AYESHA RASCOE, HOST:
President Volodymyr Zelenskyy says Ukraine is preparing a counteroffensive which could make a Russian defeat, quote, "irreversible." He said that in Germany today just after the German government announced its largest package of military aid for Ukraine, worth more than $3 billion. That aid comes on top of a $2.7 billion grant from the International Monetary Fund, the first such package the IMF has ever given a country actively at war. NPR's Julian Hayda went to a market in Kyiv to see how all this aid is affecting the Ukrainian economy.

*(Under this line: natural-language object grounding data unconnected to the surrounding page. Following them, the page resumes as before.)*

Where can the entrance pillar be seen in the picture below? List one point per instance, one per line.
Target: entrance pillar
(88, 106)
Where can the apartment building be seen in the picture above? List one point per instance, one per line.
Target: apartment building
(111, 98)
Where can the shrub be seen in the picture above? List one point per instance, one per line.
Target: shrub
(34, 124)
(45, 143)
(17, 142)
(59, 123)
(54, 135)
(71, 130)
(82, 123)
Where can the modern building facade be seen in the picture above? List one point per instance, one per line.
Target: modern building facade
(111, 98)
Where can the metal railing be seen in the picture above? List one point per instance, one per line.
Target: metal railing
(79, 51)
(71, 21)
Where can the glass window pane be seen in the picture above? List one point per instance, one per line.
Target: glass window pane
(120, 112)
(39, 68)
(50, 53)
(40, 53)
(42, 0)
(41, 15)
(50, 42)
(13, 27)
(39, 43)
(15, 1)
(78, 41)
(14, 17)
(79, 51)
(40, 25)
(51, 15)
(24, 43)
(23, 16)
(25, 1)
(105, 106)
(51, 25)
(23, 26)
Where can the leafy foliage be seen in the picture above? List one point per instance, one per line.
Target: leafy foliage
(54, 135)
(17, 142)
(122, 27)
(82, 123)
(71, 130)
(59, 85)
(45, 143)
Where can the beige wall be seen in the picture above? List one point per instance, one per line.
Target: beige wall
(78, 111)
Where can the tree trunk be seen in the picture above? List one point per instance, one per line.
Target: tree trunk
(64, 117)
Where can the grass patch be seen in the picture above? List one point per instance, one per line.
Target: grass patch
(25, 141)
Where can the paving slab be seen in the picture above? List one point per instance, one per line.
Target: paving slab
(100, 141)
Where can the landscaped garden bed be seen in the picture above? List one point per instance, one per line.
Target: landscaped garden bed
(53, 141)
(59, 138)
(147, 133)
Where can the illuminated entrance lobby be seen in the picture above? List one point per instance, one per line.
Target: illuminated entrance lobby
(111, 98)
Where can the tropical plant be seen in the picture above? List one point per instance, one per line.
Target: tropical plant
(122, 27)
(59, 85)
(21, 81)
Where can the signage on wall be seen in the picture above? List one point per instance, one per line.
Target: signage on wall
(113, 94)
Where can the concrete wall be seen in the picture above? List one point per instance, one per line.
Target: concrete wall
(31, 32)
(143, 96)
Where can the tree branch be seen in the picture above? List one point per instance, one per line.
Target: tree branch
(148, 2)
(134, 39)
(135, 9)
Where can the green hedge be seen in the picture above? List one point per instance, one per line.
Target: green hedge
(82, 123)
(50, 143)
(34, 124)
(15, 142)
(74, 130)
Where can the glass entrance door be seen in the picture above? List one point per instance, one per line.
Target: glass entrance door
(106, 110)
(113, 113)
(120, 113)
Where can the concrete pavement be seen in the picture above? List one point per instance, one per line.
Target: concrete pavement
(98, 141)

JULIAN HAYDA, BYLINE: It's one of those markets that you only really see outside the U.S. - 10, 12 acres of booths, aluminum shacks, canvas roofs, people selling everything from socks to beer to cigarettes to sausage to gravestones to cooking oil to toilet paper to light bulbs. People talk about politics. People play backgammon.
(SOUNDBITE OF DICE ROLLING)
HAYDA: But prices are the main theme here.
LUDMILA STALNA: (Speaking Ukrainian).
HAYDA: Ludmila Stalna (ph) is a vendor here running a booth overflowing with Ukrainian produce. She says before Russia invaded last year, a kilo of onions went for about 30 hryvnia, a little over a dollar in Ukraine's currency at the time. Now Kyiv residents are paying double, as much as 60 hryvnia.
STALNA: (Speaking Ukrainian).
HAYDA: She reminds me that much of Ukraine's agricultural heartland is still under Russian occupation, leading to low supply and high prices. Still, people buy her local foods because it's the only thing that's predictably affordable, unlike the Moroccan pineapples and Turkish avocados she keeps on hand for the rare customer who can splurge.
Several miles away, in a gleaming downtown Kyiv high-rise, I meet economist Ruslan Spivak.
RUSLAN SPIVAK: Everybody in this country has become much more poor since February last year.
HAYDA: Still, Spivak says that things could have been much worse if Ukraine's central bank hadn't made some radical reforms after Russia first invaded Ukraine in 2014.
SPIVAK: We have the - a record high currency reserves which allow Ukrainian National Bank and regulatory bodies to infuse money into the economy when it's really needed.
HAYDA: Spivak says that significant reserves buttressed by funds from Western financial institutions like the IMF and the U.S. Treasury Department have allowed Ukraine's financial system to avoid collapse when Russia invaded again last February. Ukraine's central bank had also fixed the exchange rate of Ukraine's hryvnia. By some estimates, it's worth twice as much as it would be if it were allowed to freely float.
So do you remember that kilo of onions that Ludmila Stalna had at her produce booth? Well, while the sticker price of those onions has doubled, the domestic buying power of Ukraine's currency, because of the central bank's moves, is also relatively stronger than it could have been, meaning that those onions are still pretty affordable, even with poverty on the rise in Ukraine. So while Ukraine's GDP is estimated to have shrunk 40% last year, the actual inflation rate was...
SPIVAK: Close to 20%, plus-minus.
HAYDA: Only 20%. That's a fraction of the inflation rate that some countries, like Turkey, are facing these days and not much more than economic powerhouses, like the U.S. and EU. Spivak says there's another reason why Ukraine's economy beat expectations.
SPIVAK: Everybody start to consume the local production. I see that this intention - definitely patriotic thing.
HAYDA: Using their local currency at home means less of it is being used to buy goods and services from other countries, and that leads to a more stable economy and leaves the government able to focus on the war effort.
Back at the market, I walk into a refrigerated warehouse that's just packed with egg vendors. When I was here last, last fall, there were probably half the vendors operating these stalls. Prices had hit record highs and people were tightening their belts ahead of a brutal winter. Now there are more eggs, and vendor Albina Alheimataseva (ph) tells me the prices have fallen and stabilized.
ALBINA ALHEIMATASEVA: (Speaking Ukrainian).
HAYDA: She tells me every domestic industry is working together to ensure market stability, from the delivery vans to the chicken feed providers, even if it lowers profits across the board.